Michigan lawmakers renew push for real road fixes during telephone town hall
April 30, 2018

LANSING, Mich. — Last week, Representatives Henry Yanez (D-Sterling Heights), Patrick Green (D-Warren), and Michigan Operating Engineers 324hosted a Telephone Town Hall meeting for Michigan residents focused on how to improve the state’s roads and infrastructure. They discussed their push to add more funding to fix the problem and legislation to help drivers who have had their vehicles damaged by potholes.

“Car repairs needed due to our poor roads are a hidden tax of which the average Michigan driver is paying hundreds of dollars a year,” said Rep. Yanez. “The leaders in charge of our state government for over seven years now have failed to fix our roads. They either need to be part of the solution or get out of the way.”

Rep. Yanez, a member of the House Appropriations Committee, has consistently voted to put more resources into long-term solutions for Michigan and Macomb county’s roads, bridges, and pipes.

More than 1,500 residents joined the call for some portion of time with over 300 participating at the peak discussion.

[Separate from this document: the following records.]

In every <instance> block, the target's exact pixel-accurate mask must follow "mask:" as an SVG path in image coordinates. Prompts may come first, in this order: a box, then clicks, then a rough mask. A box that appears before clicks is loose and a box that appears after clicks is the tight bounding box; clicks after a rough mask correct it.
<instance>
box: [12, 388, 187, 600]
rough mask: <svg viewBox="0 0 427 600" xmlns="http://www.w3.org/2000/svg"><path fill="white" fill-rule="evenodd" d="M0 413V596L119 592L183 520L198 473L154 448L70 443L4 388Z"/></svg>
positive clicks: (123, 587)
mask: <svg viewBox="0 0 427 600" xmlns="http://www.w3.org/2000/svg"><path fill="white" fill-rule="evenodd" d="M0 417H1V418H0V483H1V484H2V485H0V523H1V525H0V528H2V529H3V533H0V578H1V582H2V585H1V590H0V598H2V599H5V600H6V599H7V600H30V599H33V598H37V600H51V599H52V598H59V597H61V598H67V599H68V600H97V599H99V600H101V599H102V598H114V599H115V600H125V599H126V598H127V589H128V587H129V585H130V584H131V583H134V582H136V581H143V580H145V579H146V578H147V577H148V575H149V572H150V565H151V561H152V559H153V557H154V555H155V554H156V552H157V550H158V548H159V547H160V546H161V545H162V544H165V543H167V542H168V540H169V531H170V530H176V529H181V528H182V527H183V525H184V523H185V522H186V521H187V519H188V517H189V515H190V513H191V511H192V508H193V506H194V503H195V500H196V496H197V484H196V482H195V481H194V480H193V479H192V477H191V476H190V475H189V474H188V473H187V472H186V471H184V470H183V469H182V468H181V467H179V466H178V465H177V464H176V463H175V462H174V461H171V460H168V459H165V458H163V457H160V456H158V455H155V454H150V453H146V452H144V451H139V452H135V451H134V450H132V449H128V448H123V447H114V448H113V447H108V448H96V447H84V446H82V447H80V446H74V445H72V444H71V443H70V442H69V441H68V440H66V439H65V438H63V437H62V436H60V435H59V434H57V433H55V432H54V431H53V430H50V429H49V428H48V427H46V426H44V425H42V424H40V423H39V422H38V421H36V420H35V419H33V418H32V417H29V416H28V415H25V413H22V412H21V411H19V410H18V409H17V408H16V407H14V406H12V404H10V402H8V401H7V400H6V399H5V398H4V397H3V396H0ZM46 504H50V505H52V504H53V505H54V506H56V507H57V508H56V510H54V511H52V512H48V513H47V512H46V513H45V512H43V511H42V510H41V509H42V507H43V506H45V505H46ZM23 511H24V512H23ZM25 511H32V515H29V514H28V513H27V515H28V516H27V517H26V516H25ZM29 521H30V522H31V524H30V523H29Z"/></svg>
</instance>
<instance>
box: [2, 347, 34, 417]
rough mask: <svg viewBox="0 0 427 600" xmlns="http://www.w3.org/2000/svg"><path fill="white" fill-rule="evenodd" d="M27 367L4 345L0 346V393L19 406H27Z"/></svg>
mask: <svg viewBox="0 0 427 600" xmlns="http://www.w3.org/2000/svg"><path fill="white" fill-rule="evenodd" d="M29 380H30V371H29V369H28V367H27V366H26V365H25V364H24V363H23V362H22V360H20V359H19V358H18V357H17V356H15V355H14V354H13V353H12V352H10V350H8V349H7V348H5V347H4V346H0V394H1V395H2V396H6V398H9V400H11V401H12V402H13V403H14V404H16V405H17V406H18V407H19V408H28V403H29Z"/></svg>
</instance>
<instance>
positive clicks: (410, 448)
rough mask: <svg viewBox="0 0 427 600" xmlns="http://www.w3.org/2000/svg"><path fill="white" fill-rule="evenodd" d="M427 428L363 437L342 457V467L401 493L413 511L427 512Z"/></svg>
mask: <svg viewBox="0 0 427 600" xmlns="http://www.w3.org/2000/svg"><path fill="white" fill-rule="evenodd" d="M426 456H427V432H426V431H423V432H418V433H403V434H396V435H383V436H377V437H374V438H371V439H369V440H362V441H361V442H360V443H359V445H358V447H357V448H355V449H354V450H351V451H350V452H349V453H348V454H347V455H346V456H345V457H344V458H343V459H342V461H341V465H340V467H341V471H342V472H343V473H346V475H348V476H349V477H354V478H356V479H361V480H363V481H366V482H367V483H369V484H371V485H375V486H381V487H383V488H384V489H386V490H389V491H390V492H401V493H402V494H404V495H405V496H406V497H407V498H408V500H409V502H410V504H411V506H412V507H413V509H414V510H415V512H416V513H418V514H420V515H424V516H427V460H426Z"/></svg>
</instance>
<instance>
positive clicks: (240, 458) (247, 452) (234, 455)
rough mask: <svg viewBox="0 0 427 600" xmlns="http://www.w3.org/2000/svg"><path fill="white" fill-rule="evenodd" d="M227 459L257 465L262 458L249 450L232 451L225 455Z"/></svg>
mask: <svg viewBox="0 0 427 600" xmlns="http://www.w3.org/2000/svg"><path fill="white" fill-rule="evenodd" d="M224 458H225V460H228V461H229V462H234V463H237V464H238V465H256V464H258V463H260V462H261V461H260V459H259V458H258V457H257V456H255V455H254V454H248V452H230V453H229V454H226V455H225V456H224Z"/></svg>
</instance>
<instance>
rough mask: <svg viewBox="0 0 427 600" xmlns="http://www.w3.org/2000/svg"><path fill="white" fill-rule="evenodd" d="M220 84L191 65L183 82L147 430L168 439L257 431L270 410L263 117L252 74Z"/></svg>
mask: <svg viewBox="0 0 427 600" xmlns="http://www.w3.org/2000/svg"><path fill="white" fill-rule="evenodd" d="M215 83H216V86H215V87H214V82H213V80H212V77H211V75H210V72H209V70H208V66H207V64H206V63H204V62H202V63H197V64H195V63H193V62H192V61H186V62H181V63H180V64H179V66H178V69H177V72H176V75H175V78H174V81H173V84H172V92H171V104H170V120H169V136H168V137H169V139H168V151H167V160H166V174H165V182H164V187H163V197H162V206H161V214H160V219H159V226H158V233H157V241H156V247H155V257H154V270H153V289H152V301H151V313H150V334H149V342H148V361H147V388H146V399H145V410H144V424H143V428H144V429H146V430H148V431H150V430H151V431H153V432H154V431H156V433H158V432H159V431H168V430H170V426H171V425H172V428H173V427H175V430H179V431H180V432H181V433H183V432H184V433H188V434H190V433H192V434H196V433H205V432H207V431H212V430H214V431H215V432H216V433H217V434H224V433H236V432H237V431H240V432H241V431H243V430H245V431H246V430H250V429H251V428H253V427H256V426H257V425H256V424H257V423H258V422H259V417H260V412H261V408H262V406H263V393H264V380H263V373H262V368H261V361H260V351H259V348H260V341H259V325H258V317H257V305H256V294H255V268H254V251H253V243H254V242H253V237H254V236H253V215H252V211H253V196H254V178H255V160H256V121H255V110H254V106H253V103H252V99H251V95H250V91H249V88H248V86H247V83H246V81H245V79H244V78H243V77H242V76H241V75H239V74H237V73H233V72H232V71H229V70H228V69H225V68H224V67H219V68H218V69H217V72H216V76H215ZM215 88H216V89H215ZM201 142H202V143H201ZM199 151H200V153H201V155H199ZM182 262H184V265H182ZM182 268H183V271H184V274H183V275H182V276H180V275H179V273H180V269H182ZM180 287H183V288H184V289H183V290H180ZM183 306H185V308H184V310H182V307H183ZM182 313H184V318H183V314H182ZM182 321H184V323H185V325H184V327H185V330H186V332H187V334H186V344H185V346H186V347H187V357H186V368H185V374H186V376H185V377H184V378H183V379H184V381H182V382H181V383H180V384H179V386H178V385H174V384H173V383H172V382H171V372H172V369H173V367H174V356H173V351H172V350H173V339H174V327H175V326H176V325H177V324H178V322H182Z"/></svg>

Their questions touched on why the roads have not been fixed already, whether better materials could be used, what impact large trucks have, and why it seems like average families pay more but corporations are not contributing their fair share toward transportation and infrastructure costs.

“Better roads and safe bridges protect our families and our finances,” said Rep. Green. “Yet the state of our roads continuously wreaks havoc on our vehicles and our wallets. That’s why I introduced legislation to improve the process for reimbursement and increase the amount when a pothole damages someone’s car. We already have to pay higher registration and gas taxes so we shouldn’t have the added burden of outrageous car repairs.”

Right now, Michigan residents have to prove the city has known about a pothole for over 30 days and can only receive up to $1,000 for damages. Legislation Rep. Green is working on would change it to just seven days and increase the cap to $5,000.

“We have workers who know how to get the job done and are itching to get started, this just has to be a higher priority for Lansing,” said Ken Dombrow, President of Michigan Operating Engineers 324.

The event was sponsored by the State Innovation Exchange (SiX) and Michigan Operating Engineers 324.